From a product positioning perspective, the deal gives xAI - the developer of the Grok chatbot that SpaceX merged with in February - a larger footprint in the market for AI-assisted coding tools. Cursor will join other Silicon Valley firms named in the announcement, including OpenAI and Anthropic, as companies that have drawn developers with AI-powered coding automation offerings.
SpaceX had negotiated an option to purchase Anysphere prior to its initial public offering.
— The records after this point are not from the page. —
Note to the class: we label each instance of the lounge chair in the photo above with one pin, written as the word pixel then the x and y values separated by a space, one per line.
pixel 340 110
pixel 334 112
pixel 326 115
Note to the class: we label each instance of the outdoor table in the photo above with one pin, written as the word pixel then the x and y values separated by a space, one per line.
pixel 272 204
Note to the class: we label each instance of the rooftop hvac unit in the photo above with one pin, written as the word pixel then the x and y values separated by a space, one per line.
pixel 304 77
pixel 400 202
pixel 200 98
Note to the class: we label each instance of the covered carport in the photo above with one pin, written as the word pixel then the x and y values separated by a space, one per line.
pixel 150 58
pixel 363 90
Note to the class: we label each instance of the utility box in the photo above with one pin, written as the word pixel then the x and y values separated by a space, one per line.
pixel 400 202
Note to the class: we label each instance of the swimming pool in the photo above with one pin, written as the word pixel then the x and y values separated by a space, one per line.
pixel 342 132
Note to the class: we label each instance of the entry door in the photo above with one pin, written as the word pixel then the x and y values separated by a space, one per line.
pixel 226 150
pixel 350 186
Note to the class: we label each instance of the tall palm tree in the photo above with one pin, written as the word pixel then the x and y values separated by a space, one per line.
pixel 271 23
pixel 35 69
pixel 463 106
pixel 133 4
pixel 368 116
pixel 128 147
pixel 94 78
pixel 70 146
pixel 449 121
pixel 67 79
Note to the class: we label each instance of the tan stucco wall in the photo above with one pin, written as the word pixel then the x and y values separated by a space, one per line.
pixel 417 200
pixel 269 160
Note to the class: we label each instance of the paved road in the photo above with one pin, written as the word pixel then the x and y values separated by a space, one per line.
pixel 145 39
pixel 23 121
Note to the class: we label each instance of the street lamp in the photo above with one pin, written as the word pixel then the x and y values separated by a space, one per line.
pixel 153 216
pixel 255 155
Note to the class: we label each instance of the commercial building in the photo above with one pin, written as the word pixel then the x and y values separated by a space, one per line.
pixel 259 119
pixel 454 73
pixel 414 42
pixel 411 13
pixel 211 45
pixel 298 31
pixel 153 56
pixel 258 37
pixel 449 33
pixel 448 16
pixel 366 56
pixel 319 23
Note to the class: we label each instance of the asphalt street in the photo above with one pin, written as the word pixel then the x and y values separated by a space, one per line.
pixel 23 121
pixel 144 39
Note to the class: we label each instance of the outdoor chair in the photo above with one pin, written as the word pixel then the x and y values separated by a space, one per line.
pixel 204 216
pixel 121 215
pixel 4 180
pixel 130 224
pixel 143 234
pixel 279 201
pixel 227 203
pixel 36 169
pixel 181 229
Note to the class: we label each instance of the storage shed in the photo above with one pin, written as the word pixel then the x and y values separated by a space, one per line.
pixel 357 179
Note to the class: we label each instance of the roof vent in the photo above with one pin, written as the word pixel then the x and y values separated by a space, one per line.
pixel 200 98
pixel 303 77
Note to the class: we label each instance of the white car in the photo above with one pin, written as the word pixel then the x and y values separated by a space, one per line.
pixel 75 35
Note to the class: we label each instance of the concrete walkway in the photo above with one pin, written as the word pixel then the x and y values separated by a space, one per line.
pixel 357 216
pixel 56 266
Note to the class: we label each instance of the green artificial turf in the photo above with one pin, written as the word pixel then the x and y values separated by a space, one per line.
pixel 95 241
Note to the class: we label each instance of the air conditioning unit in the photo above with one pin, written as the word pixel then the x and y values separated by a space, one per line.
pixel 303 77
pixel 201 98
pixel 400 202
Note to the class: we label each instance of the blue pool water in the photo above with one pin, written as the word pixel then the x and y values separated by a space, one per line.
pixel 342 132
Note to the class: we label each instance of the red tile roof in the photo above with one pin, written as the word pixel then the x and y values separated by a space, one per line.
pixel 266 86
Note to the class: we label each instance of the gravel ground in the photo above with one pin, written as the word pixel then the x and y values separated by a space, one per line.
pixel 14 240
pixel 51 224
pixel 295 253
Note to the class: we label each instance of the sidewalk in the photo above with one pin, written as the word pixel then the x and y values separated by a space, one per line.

That option agreement included a provision specifying a $10 billion payment to Cursor in the event SpaceX elected not to proceed with the acquisition.
The market reaction to Tuesday's announcement was immediate: SpaceX shares traded near $210 in pre-market activity, an increase of roughly 8.7% on the session, extending gains the stock has recorded since the IPO.
Key points
- SpaceX will acquire Anysphere, maker of Cursor, for $60 billion in an all-stock deal.
- The transaction involves a merger of X67 Inc. - a SpaceX subsidiary - with Cursor and is expected to close in Q3 2026.
- Cursor shareholders will receive SpaceX Class A shares based on Cursor's $60 billion valuation and the seven-day VWAP of SpaceX stock before closing.
Sectors potentially impacted
- Technology - AI software and developer tools
- Capital markets - public equity performance tied to the recent IPO
Risks and uncertainties
- The merger is subject to completion in the third quarter of 2026; timing and execution risk remain through closing.
- The currency of the transaction is SpaceX Class A stock, and the final exchange ratio will depend on the seven-day volume-weighted average closing price of SpaceX shares before the deal closes, introducing market-price risk for Cursor shareholders.
- Previously negotiated contractual provisions include a $10 billion payment to Cursor if SpaceX chose not to complete the acquisition, indicating contingent obligations tied to the deal's completion decision.
Conclusion
The all-stock acquisition of Anysphere for $60 billion positions SpaceX and its xAI subsidiary to expand their participation in developer-focused AI coding automation. The deal is structured as a merger through X67 Inc., with a closing timeline targeted for the third quarter of 2026 and an exchange mechanism tied to SpaceX's share price in the week leading up to closing. Market reaction to the announcement showed an immediate uptick in SpaceX trading ahead of the session, reflecting investor response to the strategic move.